Comedy is no exception. Though, you might want to hold back on complex puns unless you’re prepared for a deep dive into wordplay with ChatGPT.
The tool is known to generate texts that attempt to mirror human conversation, but that is exactly how it fails with being humorous. It tries too hard.
According to a study conducted by Cornell University which examines the humor capabilities of ChatGPT, it’s revealed that the AI tool’s humor isn’t quite human-like yet.
It can generate responses that resemble humor but often lacks the nuanced understanding and context that humans typically apply to humor.
The researchers found that ChatGPT’s humor tends to be more formulaic and repetitive compared to human humor. This is because it relies on patterns and structures from the data it was trained on.
This means that it excels at recognizing and replicating patterns and can easily identify common structures and setups for jokes, such as puns, wordplay, or specific punchline formats.
But this in turn makes its generated humor predictable and repetitive, so don’t expect it to be revolutionary or original in the comedy it generates.
I asked ChatGPT why it can’t make good jokes. Here’s a summary of its responses:
- ChatGPT has limited understanding of humor dynamics. It lacks the complex linguistic and cultural nuances that are often involved in humor.
- It’s highly dependent and limited to training data. The datasets used may not encapsulate the full spectrum of humor as understood by humans.
- ChatGPT lacks emotional and social intelligence. It’s literally a bot, so of course it’s not going to understand the intent behind jokes or gauge genuine audience reactions.
- AI models are optimised for objectives such as coherence and relevance rather than humor per se. This means that the jokes generated are more likely to prioritize the system’s initial functionality as opposed to the subtleties of human humor.
Here’s a joke by ChatGPT for you to either laugh at or cringe. Both reactions are perfectly acceptable.
Want more?

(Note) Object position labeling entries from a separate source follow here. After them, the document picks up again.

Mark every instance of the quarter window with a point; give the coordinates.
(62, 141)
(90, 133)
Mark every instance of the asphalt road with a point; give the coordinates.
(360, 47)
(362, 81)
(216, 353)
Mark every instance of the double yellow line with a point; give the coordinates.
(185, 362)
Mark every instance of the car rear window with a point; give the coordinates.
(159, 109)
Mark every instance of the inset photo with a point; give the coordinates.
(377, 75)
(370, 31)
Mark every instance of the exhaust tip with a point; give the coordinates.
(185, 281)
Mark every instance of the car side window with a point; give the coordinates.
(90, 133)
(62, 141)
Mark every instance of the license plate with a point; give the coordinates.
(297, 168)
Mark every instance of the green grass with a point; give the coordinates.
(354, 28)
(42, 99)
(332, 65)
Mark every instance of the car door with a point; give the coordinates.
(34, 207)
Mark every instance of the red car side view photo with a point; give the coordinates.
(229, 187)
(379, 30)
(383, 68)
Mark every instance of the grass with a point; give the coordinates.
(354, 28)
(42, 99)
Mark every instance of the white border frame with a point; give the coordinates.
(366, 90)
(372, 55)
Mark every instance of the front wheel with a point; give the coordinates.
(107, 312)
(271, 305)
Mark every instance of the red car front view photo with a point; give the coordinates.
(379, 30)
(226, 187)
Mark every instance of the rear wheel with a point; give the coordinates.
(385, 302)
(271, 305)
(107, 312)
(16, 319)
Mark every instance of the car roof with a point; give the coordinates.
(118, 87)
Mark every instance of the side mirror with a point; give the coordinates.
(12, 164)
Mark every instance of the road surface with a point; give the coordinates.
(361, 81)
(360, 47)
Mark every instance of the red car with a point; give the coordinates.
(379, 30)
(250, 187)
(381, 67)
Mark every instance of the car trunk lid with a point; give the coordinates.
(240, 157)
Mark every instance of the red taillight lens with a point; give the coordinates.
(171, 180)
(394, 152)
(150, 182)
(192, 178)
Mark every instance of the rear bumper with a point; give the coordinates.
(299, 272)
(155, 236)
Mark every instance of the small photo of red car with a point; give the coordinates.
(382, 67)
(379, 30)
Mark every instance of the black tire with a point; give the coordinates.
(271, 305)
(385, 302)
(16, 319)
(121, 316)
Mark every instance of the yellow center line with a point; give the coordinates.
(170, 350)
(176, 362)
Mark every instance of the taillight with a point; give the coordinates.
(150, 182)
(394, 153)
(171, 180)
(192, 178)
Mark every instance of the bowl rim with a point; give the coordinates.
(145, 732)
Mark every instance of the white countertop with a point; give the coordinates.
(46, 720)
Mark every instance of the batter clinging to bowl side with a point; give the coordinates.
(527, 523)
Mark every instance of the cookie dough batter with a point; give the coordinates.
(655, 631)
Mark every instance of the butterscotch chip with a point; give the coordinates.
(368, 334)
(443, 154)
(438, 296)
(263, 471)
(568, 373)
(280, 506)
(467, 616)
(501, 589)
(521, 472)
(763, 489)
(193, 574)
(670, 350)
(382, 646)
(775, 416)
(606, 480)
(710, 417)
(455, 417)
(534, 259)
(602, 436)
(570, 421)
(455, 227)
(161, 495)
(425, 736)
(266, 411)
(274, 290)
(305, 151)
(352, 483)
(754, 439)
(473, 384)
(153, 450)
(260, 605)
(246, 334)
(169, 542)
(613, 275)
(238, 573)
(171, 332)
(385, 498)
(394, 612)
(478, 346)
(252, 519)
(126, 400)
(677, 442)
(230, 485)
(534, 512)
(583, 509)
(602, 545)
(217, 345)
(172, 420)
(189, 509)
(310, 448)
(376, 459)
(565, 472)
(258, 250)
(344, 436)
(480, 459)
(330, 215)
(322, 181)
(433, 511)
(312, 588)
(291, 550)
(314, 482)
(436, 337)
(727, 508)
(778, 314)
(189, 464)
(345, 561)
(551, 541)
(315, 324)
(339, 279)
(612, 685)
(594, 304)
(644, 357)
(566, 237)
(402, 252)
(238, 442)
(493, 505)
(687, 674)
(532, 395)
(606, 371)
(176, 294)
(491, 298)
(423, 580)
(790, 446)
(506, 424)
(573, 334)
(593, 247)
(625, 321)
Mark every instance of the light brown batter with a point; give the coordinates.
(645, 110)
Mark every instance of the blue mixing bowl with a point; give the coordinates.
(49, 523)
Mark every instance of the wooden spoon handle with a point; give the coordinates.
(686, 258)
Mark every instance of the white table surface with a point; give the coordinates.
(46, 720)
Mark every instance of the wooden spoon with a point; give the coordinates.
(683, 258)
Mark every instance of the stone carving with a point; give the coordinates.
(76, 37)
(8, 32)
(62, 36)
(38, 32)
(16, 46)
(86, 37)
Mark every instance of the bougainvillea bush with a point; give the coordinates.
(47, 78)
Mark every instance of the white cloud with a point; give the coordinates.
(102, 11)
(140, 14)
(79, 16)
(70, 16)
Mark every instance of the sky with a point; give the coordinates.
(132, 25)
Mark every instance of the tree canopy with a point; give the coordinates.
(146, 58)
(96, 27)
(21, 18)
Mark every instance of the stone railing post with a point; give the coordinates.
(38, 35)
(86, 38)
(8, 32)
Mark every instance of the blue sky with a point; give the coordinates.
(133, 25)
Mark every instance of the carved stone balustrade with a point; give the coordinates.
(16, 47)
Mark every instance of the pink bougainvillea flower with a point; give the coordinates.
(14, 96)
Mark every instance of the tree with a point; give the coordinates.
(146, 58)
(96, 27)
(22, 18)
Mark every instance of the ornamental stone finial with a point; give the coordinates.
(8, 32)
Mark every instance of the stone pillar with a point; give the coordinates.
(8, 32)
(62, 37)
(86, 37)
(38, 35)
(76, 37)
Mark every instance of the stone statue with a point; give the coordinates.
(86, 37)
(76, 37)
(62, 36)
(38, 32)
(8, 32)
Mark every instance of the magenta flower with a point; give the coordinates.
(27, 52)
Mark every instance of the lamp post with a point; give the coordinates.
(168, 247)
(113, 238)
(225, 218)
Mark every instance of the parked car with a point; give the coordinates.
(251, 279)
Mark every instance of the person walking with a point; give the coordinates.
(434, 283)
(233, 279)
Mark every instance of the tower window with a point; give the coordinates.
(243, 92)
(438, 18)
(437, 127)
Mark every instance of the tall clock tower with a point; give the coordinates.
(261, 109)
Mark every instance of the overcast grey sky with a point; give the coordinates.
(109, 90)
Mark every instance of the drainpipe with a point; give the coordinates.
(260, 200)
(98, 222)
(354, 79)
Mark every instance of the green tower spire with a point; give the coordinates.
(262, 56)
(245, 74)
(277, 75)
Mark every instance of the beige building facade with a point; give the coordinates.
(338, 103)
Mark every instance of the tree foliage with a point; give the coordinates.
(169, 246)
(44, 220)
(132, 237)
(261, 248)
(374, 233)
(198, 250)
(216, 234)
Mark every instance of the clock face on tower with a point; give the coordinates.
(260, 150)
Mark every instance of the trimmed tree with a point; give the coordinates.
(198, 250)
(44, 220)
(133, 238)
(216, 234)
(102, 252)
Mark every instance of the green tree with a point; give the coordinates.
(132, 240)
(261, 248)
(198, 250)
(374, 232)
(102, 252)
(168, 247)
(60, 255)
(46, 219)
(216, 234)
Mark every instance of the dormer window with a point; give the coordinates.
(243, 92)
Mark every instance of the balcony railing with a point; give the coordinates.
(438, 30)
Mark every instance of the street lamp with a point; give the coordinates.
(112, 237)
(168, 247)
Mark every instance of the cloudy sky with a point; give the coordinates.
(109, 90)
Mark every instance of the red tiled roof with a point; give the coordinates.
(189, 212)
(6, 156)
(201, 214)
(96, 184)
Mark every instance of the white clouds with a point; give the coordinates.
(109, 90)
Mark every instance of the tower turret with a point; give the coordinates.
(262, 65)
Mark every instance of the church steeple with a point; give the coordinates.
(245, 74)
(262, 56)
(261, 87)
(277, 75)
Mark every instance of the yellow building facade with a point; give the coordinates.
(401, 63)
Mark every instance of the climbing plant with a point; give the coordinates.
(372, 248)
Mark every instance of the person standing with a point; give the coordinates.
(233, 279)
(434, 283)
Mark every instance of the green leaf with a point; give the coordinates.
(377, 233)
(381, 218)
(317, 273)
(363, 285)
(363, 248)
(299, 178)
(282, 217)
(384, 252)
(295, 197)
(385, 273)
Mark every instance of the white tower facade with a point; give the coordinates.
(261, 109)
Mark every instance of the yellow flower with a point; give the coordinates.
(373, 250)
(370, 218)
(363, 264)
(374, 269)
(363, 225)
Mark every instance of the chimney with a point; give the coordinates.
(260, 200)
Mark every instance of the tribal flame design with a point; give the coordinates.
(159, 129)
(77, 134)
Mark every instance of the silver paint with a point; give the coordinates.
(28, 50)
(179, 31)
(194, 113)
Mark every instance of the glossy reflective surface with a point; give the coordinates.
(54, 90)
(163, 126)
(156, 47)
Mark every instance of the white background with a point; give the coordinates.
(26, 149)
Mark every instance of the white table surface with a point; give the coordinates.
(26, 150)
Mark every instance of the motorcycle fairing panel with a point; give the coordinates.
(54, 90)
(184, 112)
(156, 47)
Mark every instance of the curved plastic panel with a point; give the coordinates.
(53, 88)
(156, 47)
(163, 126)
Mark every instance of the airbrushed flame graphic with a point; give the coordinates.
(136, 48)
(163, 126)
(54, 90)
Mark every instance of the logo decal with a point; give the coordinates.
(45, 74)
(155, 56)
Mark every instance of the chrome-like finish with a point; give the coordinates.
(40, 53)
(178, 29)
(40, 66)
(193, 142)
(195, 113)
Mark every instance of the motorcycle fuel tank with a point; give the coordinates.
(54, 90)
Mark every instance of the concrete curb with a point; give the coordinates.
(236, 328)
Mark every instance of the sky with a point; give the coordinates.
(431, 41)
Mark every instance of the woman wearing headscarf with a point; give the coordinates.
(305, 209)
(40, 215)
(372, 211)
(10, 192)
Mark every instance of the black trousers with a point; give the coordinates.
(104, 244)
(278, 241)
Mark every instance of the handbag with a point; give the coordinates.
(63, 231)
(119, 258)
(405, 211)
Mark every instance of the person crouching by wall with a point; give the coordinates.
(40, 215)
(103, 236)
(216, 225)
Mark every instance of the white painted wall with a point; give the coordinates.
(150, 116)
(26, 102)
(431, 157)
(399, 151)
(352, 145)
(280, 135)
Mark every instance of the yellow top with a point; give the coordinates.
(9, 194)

Here’s a whole Reddit thread of ChatGPT generated jokes that other users have encountered.
What about Meta AI and Google’s Gemini?
No, just no.
Here’s Meta AI’s attempt at being funny:
On the other hand, Google’s Gemini takes it a step further by citing the sources it gets its joke from. But, it makes little to no sense in relation to the joke.
It seems that the platform just crawled the internet for a random article that appears to have written about feelings commonly associated with humor (joy, happiness, etc) to generate a joke that to me at least, is possibly the worst out of the three AI platforms tested.
Bottom line: For now at least, it seems like AI is not out there to replace everything, especially not humor.
If you’re looking to use AI to help crack a joke or two, just remember that it will very likely be a miss. Unless, that’s what you intend it to be.